An Efficient and Scalable Collection of Fly-inspired Voting Units for
  Visual Place Recognition in Changing Environments
        - URL: http://arxiv.org/abs/2109.10986v1
- Date: Wed, 22 Sep 2021 19:01:20 GMT
- Title: An Efficient and Scalable Collection of Fly-inspired Voting Units for
  Visual Place Recognition in Changing Environments
- Authors: Bruno Arcanjo, Bruno Ferrarini, Michael Milford, Klaus D.
  McDonald-Maier and Shoaib Ehsan
- Abstract summary: Low-overhead VPR techniques would enable platforms equipped with low-end, cheap hardware.

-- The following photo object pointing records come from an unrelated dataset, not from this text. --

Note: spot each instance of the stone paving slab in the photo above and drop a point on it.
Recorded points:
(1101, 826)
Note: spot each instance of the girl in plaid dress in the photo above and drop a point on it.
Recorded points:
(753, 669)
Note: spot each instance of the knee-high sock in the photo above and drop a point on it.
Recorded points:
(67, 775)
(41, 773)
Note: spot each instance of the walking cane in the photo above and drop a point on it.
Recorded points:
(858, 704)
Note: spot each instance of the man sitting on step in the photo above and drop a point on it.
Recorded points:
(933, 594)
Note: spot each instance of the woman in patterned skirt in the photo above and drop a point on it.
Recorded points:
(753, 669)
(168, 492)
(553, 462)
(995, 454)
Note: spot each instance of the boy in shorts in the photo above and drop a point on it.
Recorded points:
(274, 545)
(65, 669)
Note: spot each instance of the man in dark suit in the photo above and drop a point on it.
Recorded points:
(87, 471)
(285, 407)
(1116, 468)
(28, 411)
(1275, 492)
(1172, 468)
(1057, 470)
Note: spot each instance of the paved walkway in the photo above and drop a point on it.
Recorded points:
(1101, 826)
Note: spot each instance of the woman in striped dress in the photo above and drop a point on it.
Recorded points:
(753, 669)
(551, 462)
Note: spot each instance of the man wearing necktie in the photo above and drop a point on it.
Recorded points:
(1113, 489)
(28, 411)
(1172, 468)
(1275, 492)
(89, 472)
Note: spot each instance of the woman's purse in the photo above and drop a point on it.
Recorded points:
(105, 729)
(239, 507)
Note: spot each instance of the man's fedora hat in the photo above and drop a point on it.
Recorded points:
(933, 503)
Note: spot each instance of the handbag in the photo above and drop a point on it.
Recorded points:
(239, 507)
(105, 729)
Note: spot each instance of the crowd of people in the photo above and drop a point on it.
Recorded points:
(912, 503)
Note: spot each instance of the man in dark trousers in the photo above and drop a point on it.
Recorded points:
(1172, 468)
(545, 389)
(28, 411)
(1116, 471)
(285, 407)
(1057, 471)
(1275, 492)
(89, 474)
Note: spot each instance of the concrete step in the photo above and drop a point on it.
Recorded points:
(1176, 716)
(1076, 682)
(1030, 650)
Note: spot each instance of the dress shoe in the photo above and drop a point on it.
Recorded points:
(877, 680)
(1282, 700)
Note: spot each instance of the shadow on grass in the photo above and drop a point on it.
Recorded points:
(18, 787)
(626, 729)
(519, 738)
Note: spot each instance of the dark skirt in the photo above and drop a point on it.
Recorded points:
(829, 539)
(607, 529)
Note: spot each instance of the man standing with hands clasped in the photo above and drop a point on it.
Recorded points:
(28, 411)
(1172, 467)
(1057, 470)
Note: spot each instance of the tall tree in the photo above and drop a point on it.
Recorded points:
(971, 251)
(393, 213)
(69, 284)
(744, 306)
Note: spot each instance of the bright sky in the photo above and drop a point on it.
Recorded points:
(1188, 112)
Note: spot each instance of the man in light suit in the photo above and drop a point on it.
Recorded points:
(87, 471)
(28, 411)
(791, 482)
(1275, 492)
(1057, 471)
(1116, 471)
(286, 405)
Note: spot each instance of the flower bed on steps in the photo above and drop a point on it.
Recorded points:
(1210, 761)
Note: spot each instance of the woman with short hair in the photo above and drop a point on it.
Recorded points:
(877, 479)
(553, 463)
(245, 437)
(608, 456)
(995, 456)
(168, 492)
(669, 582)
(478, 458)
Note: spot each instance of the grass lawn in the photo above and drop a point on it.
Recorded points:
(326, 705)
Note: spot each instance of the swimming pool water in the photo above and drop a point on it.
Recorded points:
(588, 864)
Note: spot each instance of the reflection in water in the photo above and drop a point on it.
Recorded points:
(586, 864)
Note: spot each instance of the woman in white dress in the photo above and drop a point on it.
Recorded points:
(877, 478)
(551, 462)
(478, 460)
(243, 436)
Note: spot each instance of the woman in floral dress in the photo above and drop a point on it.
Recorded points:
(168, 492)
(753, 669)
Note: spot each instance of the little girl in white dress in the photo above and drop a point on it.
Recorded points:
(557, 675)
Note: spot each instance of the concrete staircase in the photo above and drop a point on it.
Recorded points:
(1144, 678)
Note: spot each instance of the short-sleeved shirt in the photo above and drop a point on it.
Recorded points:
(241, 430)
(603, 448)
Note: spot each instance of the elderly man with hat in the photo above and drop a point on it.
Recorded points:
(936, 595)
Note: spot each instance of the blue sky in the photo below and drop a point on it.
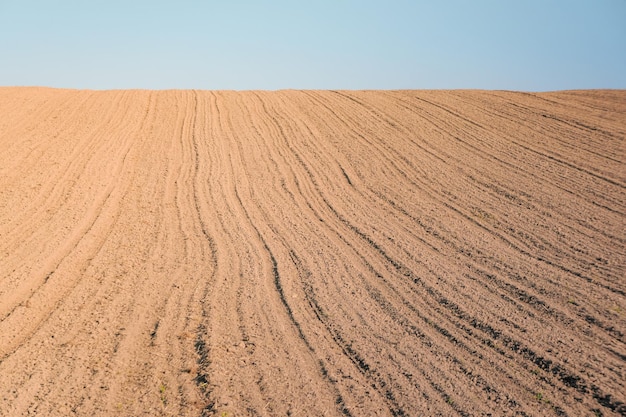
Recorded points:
(531, 45)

Our goal is to provide an algorithm of extreme compactness and efficiency while achieving state-of-the-art robustness to appearance changes and small point-of-view variations.
- Score: 20.485491385050615
- License: http://arxiv.org/licenses/nonexclusive-distrib/1.0/
- Abstract:   State-of-the-art visual place recognition performance is currently being
achieved utilizing deep learning based approaches. Despite the recent efforts
in designing lightweight convolutional neural network based models, these can
still be too expensive for the most hardware restricted robot applications.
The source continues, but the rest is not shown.